En aucun autre pays d'Europe le principe de séparation des pouvoirs n'a été aussi bafoué que chez nous. Ce n'est pas une dictature, bien sûr, les temps en sont pour le moment passés. Mais ce sont tous les pouvoirs entre les mêmes mains, c'est le Parlement tenu en laisse et, s'il bronche, on n'hésitera pas à lui en faire rabattre, à lui expliquer qu'il n'a pas à se saisir des affaires importantes. Et la justice n'est pas à l'abri, parce que c'est le pouvoir qui fait les carrières, qui nomme aux grands emplois et distribue les décorations qui font partie du cursus.

Ainsi, pas de contrôle réel, pas de délibération réelle, pas d'obligation de convaincre, pas de limite à l'installation des amis et des proches dans tous les postes de l'Etat. Partant, pas de limite à l'esprit de cour. Ainsi, le ver est dans le fruit.

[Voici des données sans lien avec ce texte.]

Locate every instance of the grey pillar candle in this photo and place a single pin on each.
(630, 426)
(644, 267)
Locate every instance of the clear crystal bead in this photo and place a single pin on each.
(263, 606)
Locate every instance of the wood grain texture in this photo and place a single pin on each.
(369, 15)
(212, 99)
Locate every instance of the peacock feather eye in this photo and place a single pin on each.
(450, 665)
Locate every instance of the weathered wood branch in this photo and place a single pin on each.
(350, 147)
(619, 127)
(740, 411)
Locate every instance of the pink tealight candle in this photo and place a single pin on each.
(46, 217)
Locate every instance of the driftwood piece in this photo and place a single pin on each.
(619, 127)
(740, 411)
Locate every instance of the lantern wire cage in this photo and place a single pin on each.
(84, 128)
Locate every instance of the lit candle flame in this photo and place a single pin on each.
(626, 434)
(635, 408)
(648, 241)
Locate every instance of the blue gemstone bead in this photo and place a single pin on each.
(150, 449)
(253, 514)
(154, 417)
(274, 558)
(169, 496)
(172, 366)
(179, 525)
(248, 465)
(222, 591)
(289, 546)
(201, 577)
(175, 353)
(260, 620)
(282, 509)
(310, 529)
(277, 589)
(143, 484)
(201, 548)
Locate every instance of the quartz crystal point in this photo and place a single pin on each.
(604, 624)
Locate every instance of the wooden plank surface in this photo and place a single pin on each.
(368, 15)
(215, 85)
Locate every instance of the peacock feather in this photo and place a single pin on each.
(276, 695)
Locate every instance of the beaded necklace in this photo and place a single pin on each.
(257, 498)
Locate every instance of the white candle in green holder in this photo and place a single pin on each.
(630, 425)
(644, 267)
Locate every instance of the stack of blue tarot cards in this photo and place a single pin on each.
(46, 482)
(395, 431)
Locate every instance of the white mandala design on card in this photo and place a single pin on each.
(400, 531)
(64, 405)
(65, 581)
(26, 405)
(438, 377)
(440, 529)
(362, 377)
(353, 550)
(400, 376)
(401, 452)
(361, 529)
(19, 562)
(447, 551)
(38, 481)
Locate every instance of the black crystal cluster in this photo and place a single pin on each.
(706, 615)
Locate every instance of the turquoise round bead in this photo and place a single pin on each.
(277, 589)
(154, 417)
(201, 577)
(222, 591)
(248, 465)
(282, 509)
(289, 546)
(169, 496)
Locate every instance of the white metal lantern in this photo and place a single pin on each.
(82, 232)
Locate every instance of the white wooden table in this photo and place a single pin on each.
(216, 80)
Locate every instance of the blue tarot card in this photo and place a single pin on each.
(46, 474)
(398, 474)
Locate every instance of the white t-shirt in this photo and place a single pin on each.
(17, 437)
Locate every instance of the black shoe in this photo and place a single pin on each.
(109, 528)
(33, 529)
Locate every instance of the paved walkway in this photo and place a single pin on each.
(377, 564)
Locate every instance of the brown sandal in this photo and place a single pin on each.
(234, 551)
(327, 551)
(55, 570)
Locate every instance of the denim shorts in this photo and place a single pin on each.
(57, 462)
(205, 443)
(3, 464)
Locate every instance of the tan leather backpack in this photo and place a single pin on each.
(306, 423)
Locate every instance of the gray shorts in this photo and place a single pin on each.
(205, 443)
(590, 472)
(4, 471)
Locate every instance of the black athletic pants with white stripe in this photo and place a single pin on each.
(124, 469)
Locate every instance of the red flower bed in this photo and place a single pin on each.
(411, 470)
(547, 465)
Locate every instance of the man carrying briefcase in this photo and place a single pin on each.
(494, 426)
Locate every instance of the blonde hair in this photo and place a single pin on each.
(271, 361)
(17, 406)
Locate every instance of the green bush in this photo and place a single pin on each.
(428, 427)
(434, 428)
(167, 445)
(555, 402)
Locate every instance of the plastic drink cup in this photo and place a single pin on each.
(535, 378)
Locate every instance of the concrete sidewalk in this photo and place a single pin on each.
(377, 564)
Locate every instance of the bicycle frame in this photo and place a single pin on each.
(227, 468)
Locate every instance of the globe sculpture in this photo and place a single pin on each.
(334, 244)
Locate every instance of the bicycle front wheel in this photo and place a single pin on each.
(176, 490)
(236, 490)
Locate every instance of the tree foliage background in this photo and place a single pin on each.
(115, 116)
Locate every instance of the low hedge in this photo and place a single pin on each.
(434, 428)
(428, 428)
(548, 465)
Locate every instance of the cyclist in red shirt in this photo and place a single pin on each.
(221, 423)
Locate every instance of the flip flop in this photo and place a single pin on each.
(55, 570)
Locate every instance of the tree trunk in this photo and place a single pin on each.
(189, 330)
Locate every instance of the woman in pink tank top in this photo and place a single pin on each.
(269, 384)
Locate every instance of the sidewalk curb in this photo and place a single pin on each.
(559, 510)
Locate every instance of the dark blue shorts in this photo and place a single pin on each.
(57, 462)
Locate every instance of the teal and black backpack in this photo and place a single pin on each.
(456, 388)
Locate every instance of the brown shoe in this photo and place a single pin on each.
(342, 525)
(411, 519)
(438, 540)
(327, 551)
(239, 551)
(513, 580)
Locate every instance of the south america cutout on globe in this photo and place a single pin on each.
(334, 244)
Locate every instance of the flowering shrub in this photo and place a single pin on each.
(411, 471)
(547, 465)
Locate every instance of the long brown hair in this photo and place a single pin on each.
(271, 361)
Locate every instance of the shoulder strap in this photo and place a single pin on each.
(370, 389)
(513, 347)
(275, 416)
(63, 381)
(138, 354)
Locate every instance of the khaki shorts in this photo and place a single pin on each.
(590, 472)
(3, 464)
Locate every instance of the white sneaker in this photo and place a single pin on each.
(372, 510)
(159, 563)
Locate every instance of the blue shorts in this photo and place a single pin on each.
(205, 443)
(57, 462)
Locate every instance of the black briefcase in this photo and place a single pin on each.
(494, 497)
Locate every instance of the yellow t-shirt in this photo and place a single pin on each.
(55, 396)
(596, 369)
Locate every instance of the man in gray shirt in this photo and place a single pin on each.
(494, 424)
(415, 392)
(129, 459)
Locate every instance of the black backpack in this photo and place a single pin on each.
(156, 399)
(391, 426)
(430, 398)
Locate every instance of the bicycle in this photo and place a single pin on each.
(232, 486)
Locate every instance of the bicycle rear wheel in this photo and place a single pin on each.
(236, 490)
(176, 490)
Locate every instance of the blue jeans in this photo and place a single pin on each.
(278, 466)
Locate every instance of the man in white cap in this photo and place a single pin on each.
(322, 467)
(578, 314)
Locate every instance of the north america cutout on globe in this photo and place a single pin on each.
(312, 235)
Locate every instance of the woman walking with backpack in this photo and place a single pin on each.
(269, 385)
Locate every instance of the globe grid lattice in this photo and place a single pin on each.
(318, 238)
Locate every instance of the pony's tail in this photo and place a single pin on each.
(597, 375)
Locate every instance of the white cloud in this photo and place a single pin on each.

Je n'aime pas les discours qui laissent entendre qu'au fond, chômeurs ou RMIste sont les coupables de leur propre disgrâce. Pour penser cela, et pour oser le dire, il faut être très loin de la vie des gens. Parce que la vérité de la vie, c'est qu'on ne tombe pas d'un côté ou de l'autre en fonction des dons ou des mérites. Il y a une grande part de chance. La vie est faite de multiples carrefours où vous pouvez chuter, où la distance entre tout va bien et tout va mal est seulement de quelques millimètres. Et qui a vu les enfants avant la vie adulte sait bien que tout n'est pas écrit dans la volonté, dans le mérite, dans le sens du travail. Ceux qui tombent et ceux qui s'en sortent, ce sont les mêmes. Et heureusement, on peut tomber et s'en sortir ensuite. Et le contraire.